Mayor Amy Shuler Goodwin announced the return of the Here to Serve community meetings, where citizens get to meet with city representatives and council members, ask questions, share ideas and express concerns.

She said an initiative the city started back when she took office in 2019, it makes local government more accessible to the people, and the stage is opened up for them to present any topic that comes to mind.

Amy Shuler Goodwin

“If you want to talk about our parks and rec system, if you would like to talk about our construction projects, if you want to talk about paving, if you want to talk about police or fire issues you may be having in your community,” Goodwin said.

Goodwin said the directors of each city department, police chiefs and firefighter officials are all on hand and open for questions and concerns during these meetings.

The meetings will get underway starting Tuesday, September 19 at the Kanawha City Community Center and will go through until November 1. All of them will begin at approximately 6 p.m.

Along with giving residents a platform to voice their ideas and concerns over potholes, dilapidated structures, or anything else currently happening in their communities, Goodwin said it also gives them better insight into who they would need to call for future reference.

In addition, she said it gives them the opportunity to meet the new city council members that were elected to the team just this past year who citizens may have not gotten a chance to meet yet.

“At the end of the day, we serve the public, we are here to provide service, and we’re here to be held accountable,” she said.

Goodwin said the popular topics and concerns they usually hear people express at the meetings are the statuses on what’s being done to empty homes or buildings, and most particularly, about the ongoing paving projects.

She said despite the fact that the peak Covid-19 year in 2020 was the only year they did not hold the in-person meetings, they still took thousands of calls, but it made them realize the value and importance of meeting face-to-face with people.

“There is absolutely far and away no substitute for one-on-one conversations in-person with folks, that’s when you can truly understand, you can watch someone’s body language, you can hear the inflection and see it, and that’s what matters to us,” said Goodwin.

She added that the meetings not only give resident’s a voice on a matter, but real-time answers and solutions on how to fix them.

“Listen, we can guess all day long what people are interested in us working on and spending our time on, we can do that all day, what our job is, is to respond directly to people about their immediate concerns,” Goodwin said.

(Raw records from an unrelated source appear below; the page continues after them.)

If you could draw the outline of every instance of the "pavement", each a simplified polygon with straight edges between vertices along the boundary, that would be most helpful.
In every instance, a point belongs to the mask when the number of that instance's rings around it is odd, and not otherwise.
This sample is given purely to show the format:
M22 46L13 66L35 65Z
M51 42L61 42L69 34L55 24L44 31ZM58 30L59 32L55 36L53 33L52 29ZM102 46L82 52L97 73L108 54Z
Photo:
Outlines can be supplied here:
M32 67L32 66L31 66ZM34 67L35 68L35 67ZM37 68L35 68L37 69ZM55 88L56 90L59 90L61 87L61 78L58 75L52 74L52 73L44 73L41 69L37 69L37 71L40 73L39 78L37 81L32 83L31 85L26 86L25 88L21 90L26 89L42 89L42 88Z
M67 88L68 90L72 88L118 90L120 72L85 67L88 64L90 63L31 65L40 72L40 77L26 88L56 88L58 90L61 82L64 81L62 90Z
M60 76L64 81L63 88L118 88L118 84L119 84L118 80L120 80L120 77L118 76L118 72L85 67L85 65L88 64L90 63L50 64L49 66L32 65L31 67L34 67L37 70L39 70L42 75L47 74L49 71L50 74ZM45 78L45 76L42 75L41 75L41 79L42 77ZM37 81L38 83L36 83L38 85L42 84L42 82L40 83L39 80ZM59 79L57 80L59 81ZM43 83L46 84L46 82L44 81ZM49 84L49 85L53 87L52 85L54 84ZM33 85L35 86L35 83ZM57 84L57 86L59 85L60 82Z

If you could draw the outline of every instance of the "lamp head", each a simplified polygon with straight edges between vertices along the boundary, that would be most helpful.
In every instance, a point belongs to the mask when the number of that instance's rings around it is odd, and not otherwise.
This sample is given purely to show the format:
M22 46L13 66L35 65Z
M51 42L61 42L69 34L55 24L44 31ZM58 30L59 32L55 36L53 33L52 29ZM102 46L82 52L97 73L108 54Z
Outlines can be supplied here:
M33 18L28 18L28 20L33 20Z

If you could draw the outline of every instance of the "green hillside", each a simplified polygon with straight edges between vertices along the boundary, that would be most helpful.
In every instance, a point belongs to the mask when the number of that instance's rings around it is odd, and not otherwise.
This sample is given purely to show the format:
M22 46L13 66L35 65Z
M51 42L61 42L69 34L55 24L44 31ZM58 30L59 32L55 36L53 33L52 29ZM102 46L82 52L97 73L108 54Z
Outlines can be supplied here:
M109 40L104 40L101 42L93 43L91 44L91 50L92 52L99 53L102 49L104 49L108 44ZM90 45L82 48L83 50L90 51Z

She said they also implemented a que alert system at city hall, so when a person calls in an idea or concern, the call is logged and each one is heard.

The following is a list of dates and locations on where each meeting will be held:

. Tuesday, September 19: Kanawha City Community Center
3511 Venable Ave, Charleston, WV

. Thursday, September 28: Mary C Snow Elementary School
100 Florida Street, Charleston, WV

. Wednesday, October 11: Elizabeth Memorial United Methodist
108 Oakwood Rd, Charleston, WV

. Tuesday, October 24: KCPL Main Library
Main 311C – TGKVF Mtg Rm
123 Capitol St, Charleston, WV

. Wednesday, November 1: Roosevelt Neighborhood Center
502 Ruffner Ave, Charleston, WV

Anyone who is unable to attend the Here to Serve events may use the online comment form to provide ideas, feedback, and comments to the City of Charleston.